June 10, 2010
In the design field, I always come across creative blocks. My regular inspiration routine includes galleries, design blogs and Walker Art Center bookstore. In need of an extra creative boost recently, I turned to my former colleagues from MCAD and a few other personal friends There are a handful of very creative, talented, active and young designers, artists and musicians out there yet to be discovered, so I want to give a shout out here and introduce you to their work.
Michael Gaughan works are always full of surprises. Ever since I saw him rocking on this quadshopper electric guitar, I felt in love with him — well, his brilliant work, anyway. Michael came from a positive place and he found himself making art to bring his positive energy and experience to other people’s lives.
This is his newest project:
Hannah Mae Haugberg majored in Typography in school; she is also a designer and painter. Hannah’s love for music got her into working for a company called Z. Vex Effects. She basically handpaints pedal boards and amps for musicians. A recent signage project for Blacklist Vintage Store near Nicollet:
Adam R. Garcia currently lives in Portland and works at Nike Sportswear as a graphic designer. He is also a creative director for Wants VS Needs and different record labels. His attention to details in his work always make me look twice. Adam is a hard working designer; while he was still in school in 2005, he needed a name or a brand to sum up his creative endeavors and he called it “the pressure.” Adam explains that the design process is like the alchemical process of turning lead into gold or the natural pressure of the earth turning carbon into raw diamonds. For him, “the pressure” is giving him the motivation to make good work.
“The amalgamation of our artifacts” is how she describes her work. Erin Nicole Johnson is a freelance photojournalist and fine art photographer. Her work is what I see as “in between,” an essence of someone, something or someplace but not in specification of who, what and where. Just a collection of everyday remnants. The dreamy quality of her photographs evokes some of my forgotten past.
I met Nik Kosmas about 4 years ago in a dingy basement of a friend’s house. He was skinny, pale and had a half mohawk and half wavy mullet. I had never seen his work during that time, not until about a year ago, when I saw various articles online and museum opening fliers. Nik is always into collabo, scratching the surface and finding meaning in “the unmet promises of the 20th century,” as asserted by the curator at the New Museum. Nik met his collabo partner Daniel Keller during school at the Art Institute of Chicago and now they both live and work in Berlin.

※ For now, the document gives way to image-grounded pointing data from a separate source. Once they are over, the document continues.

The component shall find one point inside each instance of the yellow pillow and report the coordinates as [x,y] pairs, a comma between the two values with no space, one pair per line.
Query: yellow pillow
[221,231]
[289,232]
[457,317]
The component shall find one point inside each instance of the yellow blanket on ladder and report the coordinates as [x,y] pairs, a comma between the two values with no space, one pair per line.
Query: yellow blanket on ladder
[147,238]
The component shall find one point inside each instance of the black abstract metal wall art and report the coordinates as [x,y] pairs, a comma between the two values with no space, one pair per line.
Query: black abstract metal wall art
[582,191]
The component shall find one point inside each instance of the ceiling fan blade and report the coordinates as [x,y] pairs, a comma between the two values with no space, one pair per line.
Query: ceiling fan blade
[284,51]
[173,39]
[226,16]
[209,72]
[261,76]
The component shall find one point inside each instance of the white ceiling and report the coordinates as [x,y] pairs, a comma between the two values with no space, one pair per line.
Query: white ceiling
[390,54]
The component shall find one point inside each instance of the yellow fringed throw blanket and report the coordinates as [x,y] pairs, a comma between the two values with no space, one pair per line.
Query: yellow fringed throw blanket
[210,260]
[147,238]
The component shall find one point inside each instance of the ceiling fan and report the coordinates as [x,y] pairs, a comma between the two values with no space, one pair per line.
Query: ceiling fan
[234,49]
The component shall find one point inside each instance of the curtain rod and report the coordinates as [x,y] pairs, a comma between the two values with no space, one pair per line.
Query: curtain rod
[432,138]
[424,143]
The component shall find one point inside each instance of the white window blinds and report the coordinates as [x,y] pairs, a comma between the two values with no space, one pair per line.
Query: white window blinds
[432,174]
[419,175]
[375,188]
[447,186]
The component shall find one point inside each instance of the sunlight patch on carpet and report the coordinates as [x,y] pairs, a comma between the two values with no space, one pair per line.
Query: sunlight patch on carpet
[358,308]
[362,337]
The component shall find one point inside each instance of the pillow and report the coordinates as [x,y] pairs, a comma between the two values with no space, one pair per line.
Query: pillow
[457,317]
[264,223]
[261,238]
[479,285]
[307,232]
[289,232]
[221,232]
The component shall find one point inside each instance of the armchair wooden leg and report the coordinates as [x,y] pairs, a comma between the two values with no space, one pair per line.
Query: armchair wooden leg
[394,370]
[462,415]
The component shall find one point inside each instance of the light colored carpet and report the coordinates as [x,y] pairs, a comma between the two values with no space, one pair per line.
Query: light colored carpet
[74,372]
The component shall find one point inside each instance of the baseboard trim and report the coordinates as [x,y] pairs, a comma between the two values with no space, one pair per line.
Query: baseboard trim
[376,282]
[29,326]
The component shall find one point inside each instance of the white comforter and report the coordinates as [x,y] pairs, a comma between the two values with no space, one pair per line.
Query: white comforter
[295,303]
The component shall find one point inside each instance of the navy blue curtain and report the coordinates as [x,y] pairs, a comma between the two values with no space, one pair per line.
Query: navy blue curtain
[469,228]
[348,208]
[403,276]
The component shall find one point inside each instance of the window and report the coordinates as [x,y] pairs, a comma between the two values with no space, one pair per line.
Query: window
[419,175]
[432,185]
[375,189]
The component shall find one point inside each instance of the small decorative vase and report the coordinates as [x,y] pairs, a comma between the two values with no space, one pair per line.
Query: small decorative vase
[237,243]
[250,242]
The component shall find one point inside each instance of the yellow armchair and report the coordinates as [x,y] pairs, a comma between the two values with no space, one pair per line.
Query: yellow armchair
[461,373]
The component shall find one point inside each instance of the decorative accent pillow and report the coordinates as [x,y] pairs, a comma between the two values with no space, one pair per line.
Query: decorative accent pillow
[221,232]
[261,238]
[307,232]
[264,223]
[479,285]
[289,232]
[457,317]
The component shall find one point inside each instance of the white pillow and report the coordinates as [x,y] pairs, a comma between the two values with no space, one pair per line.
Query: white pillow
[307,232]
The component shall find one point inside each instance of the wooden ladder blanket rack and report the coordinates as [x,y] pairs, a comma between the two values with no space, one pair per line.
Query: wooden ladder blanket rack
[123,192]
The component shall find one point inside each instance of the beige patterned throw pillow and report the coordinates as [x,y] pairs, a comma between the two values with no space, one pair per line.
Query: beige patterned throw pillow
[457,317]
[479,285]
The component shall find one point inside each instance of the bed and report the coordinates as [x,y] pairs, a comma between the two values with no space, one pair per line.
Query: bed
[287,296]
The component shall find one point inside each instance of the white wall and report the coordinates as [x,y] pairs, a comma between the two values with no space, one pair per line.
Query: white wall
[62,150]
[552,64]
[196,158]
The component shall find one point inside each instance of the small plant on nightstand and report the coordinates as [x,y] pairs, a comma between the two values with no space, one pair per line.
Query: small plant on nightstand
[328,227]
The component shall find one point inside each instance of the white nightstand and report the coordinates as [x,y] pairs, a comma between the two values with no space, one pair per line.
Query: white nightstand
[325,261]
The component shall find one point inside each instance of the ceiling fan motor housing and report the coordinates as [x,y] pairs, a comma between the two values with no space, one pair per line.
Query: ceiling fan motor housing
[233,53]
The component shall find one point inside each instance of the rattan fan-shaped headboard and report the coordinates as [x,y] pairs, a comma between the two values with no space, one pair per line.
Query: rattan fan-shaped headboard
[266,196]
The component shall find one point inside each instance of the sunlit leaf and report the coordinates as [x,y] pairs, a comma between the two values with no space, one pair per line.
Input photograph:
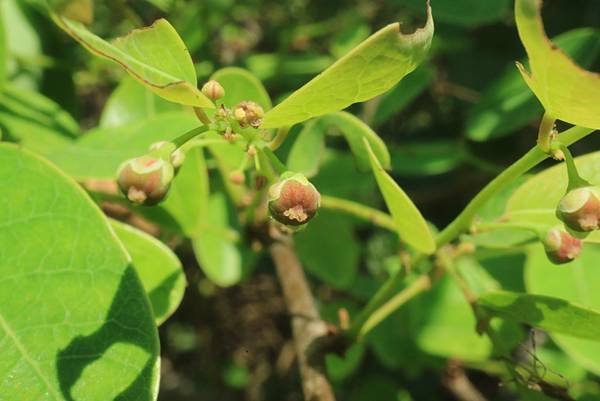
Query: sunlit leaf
[131,102]
[109,147]
[579,283]
[240,85]
[412,227]
[368,70]
[157,266]
[566,91]
[551,314]
[508,104]
[155,56]
[215,245]
[75,322]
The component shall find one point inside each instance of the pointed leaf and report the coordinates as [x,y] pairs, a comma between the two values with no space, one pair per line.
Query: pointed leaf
[155,56]
[412,227]
[157,266]
[75,322]
[369,70]
[566,91]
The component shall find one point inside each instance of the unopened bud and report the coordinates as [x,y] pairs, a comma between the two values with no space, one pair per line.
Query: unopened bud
[213,90]
[145,179]
[560,246]
[248,113]
[293,200]
[579,209]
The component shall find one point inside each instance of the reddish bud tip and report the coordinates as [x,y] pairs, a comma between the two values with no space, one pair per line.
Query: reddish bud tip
[293,200]
[561,247]
[213,90]
[145,179]
[579,209]
[248,113]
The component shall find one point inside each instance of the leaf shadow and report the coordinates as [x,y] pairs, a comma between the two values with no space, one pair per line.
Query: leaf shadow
[122,325]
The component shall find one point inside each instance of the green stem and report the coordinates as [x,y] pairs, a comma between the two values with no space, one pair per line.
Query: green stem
[279,138]
[532,158]
[575,180]
[356,209]
[182,139]
[545,133]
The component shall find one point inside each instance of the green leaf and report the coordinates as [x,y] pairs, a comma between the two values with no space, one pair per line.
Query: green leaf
[369,70]
[412,227]
[579,283]
[75,322]
[446,324]
[551,314]
[239,85]
[566,91]
[355,130]
[465,13]
[35,121]
[187,201]
[308,149]
[215,247]
[402,94]
[329,249]
[508,104]
[131,102]
[157,266]
[535,200]
[155,56]
[109,147]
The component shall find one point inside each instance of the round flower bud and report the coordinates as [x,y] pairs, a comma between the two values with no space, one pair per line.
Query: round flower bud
[213,90]
[248,113]
[579,209]
[145,179]
[293,200]
[560,246]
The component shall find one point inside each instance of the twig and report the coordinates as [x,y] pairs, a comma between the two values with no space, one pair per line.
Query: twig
[307,326]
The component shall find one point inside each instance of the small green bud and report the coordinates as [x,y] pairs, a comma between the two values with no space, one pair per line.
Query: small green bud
[560,246]
[145,179]
[248,113]
[579,209]
[213,90]
[293,200]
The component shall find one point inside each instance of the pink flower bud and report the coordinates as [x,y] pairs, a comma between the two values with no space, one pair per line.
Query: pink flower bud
[579,209]
[293,200]
[560,246]
[145,179]
[213,90]
[248,113]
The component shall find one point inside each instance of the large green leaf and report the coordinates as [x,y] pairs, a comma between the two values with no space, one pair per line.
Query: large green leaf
[552,314]
[131,102]
[109,147]
[354,130]
[412,227]
[215,245]
[75,322]
[155,56]
[579,283]
[35,121]
[240,85]
[158,268]
[369,70]
[329,249]
[508,104]
[566,91]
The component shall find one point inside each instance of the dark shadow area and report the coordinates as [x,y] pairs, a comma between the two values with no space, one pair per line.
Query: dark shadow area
[124,324]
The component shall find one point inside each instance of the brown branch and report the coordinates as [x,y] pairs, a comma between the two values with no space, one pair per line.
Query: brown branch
[307,326]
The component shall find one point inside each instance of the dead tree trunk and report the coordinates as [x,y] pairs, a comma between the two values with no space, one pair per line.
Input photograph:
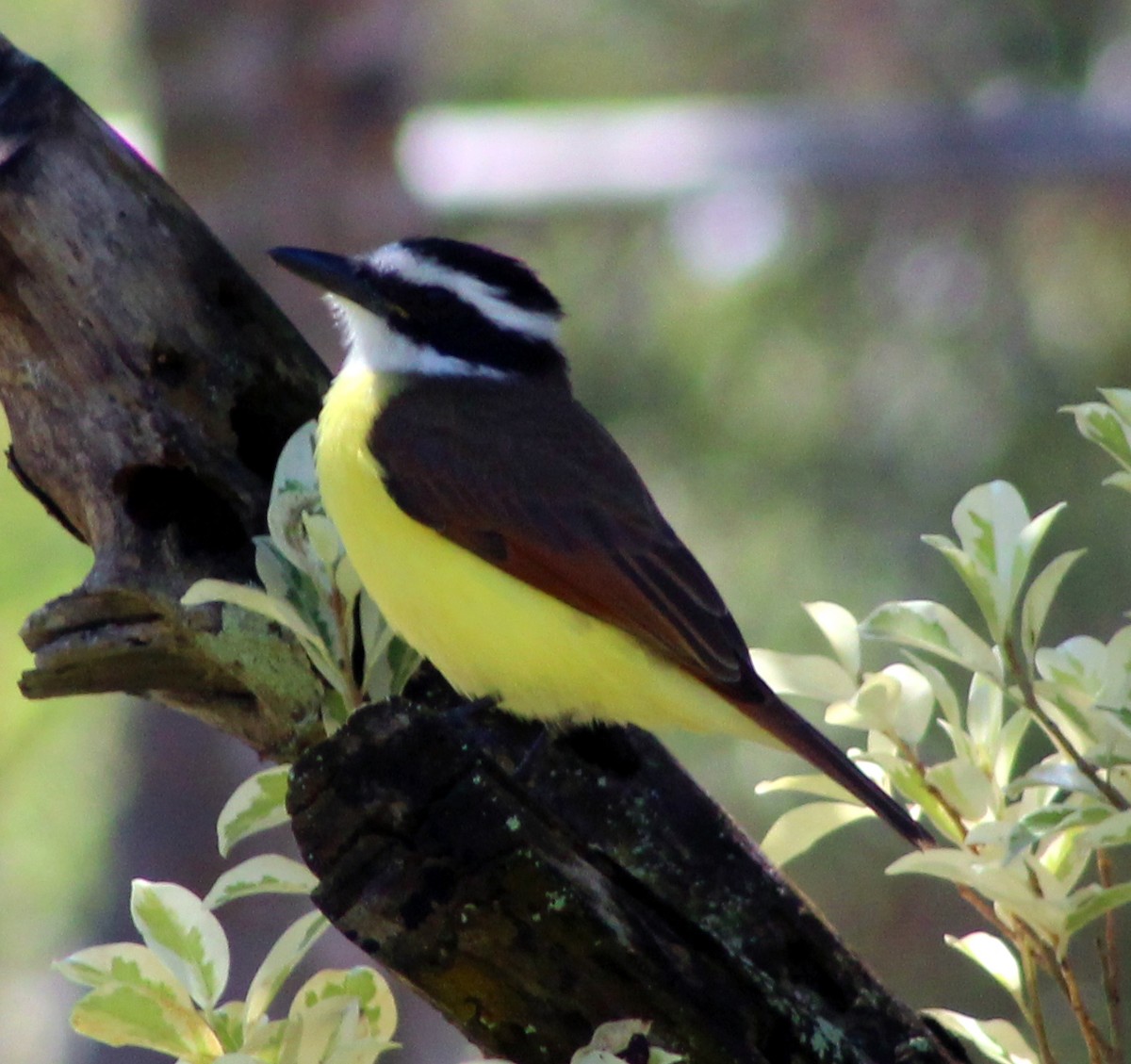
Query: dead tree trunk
[532,890]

“Being ironic is a way to be genuine.” That basically sums up the direction of their work. “We want to care, we want to be really earnest. But when you’re too earnest it’s too easy for people to…kind of dismiss you…We grew up in the ’90s and people were like, save the rainforests and world love and all this possibility. And then we got Bush instead,” Nik said during an interview in The New York Observer at their OMG obelisk show opening.
I spoke to him couple months ago and he seems very happy in Berlin, and is engaged to Helga Wretman, another brilliant artist and dancer.